There's a surge forward, like a crowd at a rock concert in the former time, when the doors opened, that urgency coming like a wave through us. The air is bright with adrenaline, we are permitted anything and this is freedom, in my body also, I'm reeling, red spreads everywhere, but before that tide of cloth and bodies hits him Ofglen is shoving through the women in front of us, propelling herself with her elbows, left, right, and running towards him. She pushes him down, sideways, then kicks his head viciously, one, two, three times, sharp painful jabs with the foot, well aimed. Now there are sounds, gasps, a low noise like growling, yells, and the red bodies tumble forward and I can no longer see, he's obscured by arms, fists, feet. A high scream comes from somewhere, like a horse in terror.

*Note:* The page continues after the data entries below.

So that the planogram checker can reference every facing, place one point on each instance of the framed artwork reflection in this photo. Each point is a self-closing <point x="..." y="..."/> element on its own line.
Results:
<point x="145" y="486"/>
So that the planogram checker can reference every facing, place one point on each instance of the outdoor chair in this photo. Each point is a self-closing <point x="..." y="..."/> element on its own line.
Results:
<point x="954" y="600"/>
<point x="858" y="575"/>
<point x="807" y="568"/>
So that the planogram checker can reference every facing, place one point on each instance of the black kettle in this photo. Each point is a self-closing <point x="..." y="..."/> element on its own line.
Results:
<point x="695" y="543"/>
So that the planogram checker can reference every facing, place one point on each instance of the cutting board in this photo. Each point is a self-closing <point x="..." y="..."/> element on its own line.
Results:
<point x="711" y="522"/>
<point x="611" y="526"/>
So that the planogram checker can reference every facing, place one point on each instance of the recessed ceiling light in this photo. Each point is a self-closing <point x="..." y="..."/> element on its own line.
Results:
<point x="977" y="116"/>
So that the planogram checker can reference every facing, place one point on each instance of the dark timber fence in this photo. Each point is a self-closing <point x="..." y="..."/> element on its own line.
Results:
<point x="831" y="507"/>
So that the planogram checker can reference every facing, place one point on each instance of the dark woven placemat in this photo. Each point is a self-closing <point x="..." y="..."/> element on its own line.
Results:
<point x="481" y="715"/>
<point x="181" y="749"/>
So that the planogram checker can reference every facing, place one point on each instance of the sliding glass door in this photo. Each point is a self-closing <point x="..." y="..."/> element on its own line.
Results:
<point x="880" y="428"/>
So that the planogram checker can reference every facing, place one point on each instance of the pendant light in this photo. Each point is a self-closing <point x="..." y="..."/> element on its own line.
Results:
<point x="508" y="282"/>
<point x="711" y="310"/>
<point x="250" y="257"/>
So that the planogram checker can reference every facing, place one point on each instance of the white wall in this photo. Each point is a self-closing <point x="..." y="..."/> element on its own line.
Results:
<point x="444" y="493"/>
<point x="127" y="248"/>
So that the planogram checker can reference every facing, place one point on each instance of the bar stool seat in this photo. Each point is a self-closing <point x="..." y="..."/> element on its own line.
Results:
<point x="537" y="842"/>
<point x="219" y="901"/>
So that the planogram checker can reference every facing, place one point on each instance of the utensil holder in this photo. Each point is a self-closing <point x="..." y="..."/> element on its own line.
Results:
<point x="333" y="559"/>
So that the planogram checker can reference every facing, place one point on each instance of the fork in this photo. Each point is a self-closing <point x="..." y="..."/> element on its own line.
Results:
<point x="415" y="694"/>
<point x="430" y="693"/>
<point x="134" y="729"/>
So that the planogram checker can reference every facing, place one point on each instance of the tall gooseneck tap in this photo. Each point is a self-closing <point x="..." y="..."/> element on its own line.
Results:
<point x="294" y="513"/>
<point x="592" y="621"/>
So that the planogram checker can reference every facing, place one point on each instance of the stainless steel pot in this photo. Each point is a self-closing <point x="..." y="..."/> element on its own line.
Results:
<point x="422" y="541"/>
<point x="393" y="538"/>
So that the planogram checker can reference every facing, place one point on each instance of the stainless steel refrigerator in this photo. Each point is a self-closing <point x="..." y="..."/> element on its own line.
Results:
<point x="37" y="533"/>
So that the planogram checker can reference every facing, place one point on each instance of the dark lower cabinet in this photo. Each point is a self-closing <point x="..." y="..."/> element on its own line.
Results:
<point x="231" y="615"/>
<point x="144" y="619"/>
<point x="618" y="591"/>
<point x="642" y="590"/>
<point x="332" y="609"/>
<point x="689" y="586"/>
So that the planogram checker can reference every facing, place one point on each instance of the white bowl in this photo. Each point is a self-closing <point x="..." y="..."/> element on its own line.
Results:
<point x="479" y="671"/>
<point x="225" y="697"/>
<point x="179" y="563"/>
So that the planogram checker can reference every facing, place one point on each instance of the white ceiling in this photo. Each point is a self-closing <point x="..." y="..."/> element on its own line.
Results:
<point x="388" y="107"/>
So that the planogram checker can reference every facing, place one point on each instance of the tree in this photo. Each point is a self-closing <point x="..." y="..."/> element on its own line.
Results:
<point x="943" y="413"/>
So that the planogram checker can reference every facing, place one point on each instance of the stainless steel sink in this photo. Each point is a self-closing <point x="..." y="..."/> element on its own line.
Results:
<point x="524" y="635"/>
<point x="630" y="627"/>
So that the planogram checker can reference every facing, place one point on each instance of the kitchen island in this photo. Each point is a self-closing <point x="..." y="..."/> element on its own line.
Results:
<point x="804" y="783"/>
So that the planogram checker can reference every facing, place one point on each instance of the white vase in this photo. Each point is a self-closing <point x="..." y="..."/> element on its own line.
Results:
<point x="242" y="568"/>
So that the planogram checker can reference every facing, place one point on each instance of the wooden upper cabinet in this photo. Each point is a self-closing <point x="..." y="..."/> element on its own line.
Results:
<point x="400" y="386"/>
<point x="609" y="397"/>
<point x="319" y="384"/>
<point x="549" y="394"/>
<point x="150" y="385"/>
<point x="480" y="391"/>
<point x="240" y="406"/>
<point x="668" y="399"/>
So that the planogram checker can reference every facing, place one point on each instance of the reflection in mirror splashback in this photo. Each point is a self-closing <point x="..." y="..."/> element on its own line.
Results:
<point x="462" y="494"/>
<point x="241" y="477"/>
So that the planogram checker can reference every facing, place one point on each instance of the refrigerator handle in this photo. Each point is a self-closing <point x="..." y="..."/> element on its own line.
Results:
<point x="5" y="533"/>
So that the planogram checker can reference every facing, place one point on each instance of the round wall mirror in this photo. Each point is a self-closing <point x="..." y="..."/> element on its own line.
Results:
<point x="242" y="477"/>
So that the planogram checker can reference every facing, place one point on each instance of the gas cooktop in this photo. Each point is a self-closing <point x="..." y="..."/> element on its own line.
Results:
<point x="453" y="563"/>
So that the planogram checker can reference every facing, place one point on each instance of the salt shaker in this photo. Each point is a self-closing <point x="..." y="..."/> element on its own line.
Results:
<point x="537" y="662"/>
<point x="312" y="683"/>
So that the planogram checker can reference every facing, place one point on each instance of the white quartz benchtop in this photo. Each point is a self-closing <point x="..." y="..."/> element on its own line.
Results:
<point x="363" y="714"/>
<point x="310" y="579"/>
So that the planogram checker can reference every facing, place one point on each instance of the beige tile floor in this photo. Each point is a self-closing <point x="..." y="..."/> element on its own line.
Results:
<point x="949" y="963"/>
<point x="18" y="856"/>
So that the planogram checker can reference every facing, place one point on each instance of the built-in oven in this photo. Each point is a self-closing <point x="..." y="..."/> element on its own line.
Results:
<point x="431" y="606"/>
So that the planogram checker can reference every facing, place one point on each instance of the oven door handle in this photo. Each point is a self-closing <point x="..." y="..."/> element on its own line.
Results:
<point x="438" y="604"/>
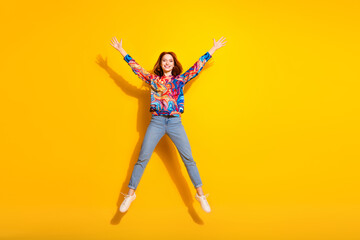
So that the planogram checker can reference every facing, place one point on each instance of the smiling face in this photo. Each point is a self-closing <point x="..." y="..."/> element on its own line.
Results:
<point x="167" y="63"/>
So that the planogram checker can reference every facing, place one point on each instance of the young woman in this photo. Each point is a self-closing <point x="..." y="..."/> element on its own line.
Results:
<point x="167" y="105"/>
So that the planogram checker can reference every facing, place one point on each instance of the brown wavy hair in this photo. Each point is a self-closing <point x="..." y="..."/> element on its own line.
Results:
<point x="177" y="69"/>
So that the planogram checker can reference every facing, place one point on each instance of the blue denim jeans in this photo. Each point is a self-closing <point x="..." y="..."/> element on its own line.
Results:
<point x="172" y="126"/>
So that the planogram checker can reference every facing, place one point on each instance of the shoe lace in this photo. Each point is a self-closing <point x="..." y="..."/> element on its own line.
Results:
<point x="126" y="195"/>
<point x="204" y="196"/>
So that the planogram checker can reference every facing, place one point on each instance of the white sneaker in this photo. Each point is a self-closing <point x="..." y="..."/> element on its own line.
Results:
<point x="127" y="201"/>
<point x="204" y="204"/>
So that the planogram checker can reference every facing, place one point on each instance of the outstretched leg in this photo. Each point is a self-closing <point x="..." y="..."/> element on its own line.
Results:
<point x="154" y="133"/>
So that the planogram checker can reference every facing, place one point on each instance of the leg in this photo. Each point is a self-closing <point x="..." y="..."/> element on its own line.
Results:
<point x="177" y="134"/>
<point x="154" y="133"/>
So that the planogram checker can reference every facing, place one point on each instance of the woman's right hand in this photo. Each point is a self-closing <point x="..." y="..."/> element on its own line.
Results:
<point x="117" y="45"/>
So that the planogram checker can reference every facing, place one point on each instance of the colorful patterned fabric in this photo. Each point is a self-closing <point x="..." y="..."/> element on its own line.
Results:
<point x="167" y="96"/>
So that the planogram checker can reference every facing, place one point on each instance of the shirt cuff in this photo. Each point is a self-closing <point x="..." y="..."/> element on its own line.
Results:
<point x="127" y="58"/>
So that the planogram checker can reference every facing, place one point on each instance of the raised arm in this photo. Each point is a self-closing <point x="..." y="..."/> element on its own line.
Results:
<point x="136" y="68"/>
<point x="198" y="66"/>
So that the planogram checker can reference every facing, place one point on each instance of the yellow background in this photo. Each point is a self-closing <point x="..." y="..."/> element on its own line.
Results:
<point x="273" y="120"/>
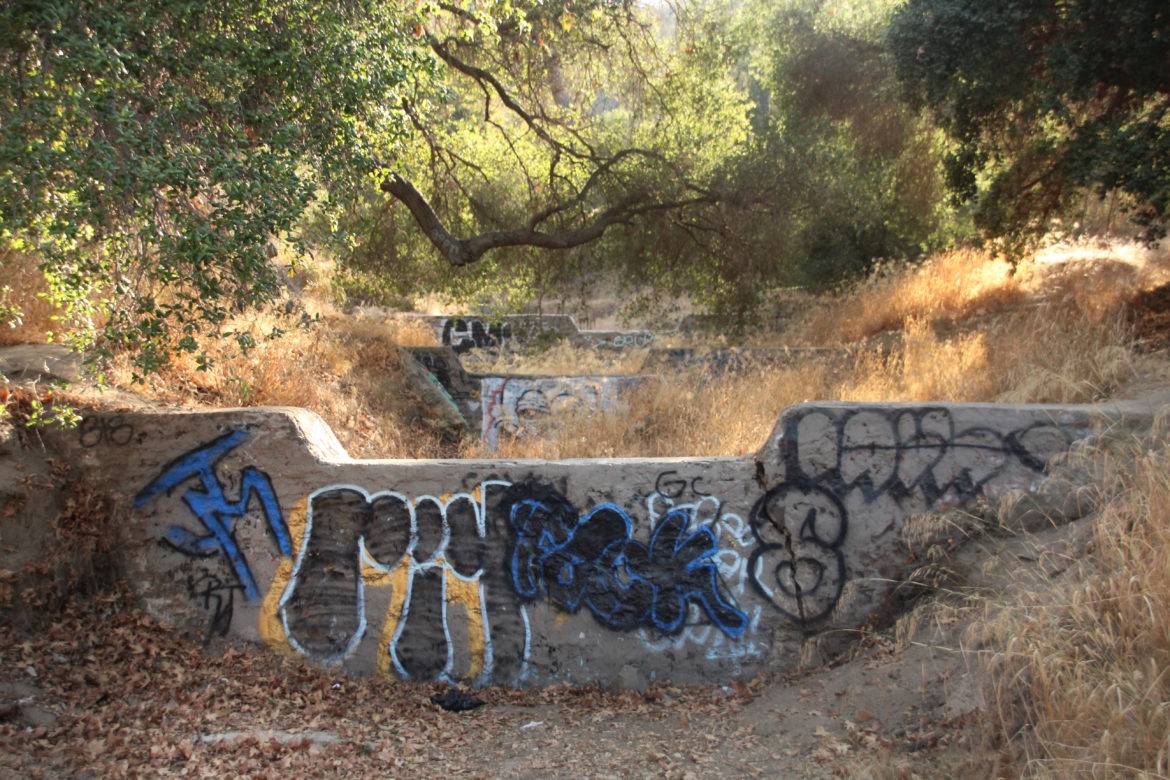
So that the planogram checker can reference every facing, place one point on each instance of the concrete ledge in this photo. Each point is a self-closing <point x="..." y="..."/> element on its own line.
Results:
<point x="480" y="332"/>
<point x="255" y="524"/>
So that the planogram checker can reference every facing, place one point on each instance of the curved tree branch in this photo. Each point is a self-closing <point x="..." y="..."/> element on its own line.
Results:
<point x="465" y="252"/>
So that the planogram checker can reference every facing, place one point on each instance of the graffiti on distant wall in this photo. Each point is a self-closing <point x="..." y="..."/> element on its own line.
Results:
<point x="102" y="429"/>
<point x="521" y="406"/>
<point x="218" y="513"/>
<point x="617" y="340"/>
<point x="432" y="552"/>
<point x="465" y="333"/>
<point x="916" y="458"/>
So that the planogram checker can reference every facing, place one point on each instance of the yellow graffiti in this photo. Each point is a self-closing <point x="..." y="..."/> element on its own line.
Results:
<point x="458" y="589"/>
<point x="467" y="593"/>
<point x="272" y="627"/>
<point x="398" y="578"/>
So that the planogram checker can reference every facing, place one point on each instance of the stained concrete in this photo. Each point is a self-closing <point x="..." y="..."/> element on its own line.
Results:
<point x="524" y="406"/>
<point x="722" y="360"/>
<point x="253" y="524"/>
<point x="481" y="332"/>
<point x="515" y="405"/>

I keep back, try to stay on my feet. Something hits me from behind. I stagger. When I regain my balance and look around, I see the Wives and daughters leaning forward in their chairs, the Aunts on the platform gazing down with interest. They must have a better view from up there.
He has become an it.
Ofglen is back beside me. Her face is tight, expressionless.
"I saw what you did," I say to her. Now I'm beginning to feel again: shock, outrage, nausea. Barbarism. "Why did you do that? You! I thought you..."
"Don't look at me," she says. "They're watching."
"I don't care," I say. My voice is rising, I can't help it.
"Get control of yourself," she says. She pretends to brush me off, my arm and shoulder, bringing her face close to my ear. "Don't be stupid. He wasn't a rapist at all, he was a political. He was one of ours. I knocked him out. Put him out of his misery. Don't you know what they're doing to him?"
One of ours, I think. A Guardian. It seems impossible.